Eventually I was functioning again, but what had happened to my mind left me hobbled, as if I’d been hit by a car instead, and with poor healing to show for it. I graduated with mediocre marks; I suspect I avoided failing entirely only because adults pitied me, couldn’t help me in any other way, were too embarrassed to offer a kind ear, and so raised my grades. Good for you, I thought as I stared down at some written exam of mine, too beaten down for truly enthusiastic sarcasm. At the top was written 70 .

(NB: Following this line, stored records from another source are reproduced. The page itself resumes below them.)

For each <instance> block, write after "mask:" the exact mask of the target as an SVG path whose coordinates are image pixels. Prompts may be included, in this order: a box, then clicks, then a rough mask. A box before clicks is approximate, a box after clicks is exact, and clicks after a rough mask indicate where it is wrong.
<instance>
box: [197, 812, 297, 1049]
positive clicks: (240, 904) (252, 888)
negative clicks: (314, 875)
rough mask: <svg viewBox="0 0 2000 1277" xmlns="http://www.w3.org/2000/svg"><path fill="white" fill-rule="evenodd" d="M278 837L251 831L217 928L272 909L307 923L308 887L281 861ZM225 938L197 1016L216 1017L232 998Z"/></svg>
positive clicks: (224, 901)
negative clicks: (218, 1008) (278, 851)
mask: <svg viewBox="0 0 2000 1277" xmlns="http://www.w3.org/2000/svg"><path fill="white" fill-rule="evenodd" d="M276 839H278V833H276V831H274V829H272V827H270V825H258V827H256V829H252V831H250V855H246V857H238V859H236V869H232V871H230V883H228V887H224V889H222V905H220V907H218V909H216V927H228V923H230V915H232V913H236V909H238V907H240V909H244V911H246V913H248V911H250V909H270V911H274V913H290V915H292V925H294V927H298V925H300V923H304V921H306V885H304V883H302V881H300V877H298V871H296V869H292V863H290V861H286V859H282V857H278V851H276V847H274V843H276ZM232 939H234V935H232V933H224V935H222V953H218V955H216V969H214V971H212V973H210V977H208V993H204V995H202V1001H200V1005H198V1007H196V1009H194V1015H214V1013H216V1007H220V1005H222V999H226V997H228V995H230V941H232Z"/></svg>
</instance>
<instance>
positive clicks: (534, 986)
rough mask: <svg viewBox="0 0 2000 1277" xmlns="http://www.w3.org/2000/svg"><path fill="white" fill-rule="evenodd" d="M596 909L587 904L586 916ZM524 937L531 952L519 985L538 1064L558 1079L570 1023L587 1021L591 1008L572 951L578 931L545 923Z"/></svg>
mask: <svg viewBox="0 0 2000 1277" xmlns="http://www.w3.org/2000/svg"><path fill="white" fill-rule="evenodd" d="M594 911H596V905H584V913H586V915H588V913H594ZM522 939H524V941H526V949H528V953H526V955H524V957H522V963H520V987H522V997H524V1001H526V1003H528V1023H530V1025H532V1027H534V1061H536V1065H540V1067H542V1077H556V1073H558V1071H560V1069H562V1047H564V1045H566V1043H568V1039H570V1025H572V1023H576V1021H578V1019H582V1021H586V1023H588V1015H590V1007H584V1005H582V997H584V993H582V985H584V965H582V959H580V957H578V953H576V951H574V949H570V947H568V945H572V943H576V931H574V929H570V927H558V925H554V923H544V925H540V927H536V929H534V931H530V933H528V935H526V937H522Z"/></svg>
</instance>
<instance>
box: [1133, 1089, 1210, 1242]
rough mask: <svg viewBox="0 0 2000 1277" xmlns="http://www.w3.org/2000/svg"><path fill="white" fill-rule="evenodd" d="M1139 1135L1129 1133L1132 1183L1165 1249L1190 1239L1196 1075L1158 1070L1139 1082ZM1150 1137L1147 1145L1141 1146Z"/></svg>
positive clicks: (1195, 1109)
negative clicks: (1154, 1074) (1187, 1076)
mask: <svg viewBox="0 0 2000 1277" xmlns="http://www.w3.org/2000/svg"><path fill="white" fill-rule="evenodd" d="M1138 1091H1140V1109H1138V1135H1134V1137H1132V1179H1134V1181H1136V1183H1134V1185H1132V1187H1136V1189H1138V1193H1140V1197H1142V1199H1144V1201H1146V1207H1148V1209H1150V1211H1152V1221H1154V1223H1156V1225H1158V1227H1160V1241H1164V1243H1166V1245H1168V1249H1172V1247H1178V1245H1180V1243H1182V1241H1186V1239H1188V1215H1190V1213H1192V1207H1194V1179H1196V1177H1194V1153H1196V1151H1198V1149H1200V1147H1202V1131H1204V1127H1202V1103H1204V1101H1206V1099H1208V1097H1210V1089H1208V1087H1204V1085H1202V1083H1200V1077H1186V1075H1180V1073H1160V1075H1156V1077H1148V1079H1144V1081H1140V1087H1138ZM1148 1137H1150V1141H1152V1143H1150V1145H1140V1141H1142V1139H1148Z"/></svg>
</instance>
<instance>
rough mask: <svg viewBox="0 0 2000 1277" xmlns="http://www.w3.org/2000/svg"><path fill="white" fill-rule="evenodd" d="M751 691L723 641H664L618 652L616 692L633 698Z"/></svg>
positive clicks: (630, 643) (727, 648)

And Mr. Pawlowski, my surrogate father now, squeezed me almost entirely out of any company matters, having me sign here and there on various dotted lines on papers I never read — not that I blamed him. What could he do, when I was the one who really owned everything, but could do almost nothing. Nothing, that is, but sell the company.

“If you’re going to sell, sell to George,” Matka said. “He knows what he’s doing.” But I still couldn’t forgive him for what he had said to me about Marianne, so I nodded and said, “Of course,” with no intention of following through; Matka would love me no matter what, though selling the company would give us both more than enough to live on for the rest of our lives.

There was a businessman from Maine who was interested in moving to New York. He was willing to keep the name intact, and offered $10 million for the factory and everything associated with the factory, including its workers and unsold pianos. I tried to get more because I was proud and hurt, which is a terrible combination for partaking in a business deal. He said, “Don’t you have an adult to handle these things for you?” I said, “Fuck you,” and hung up.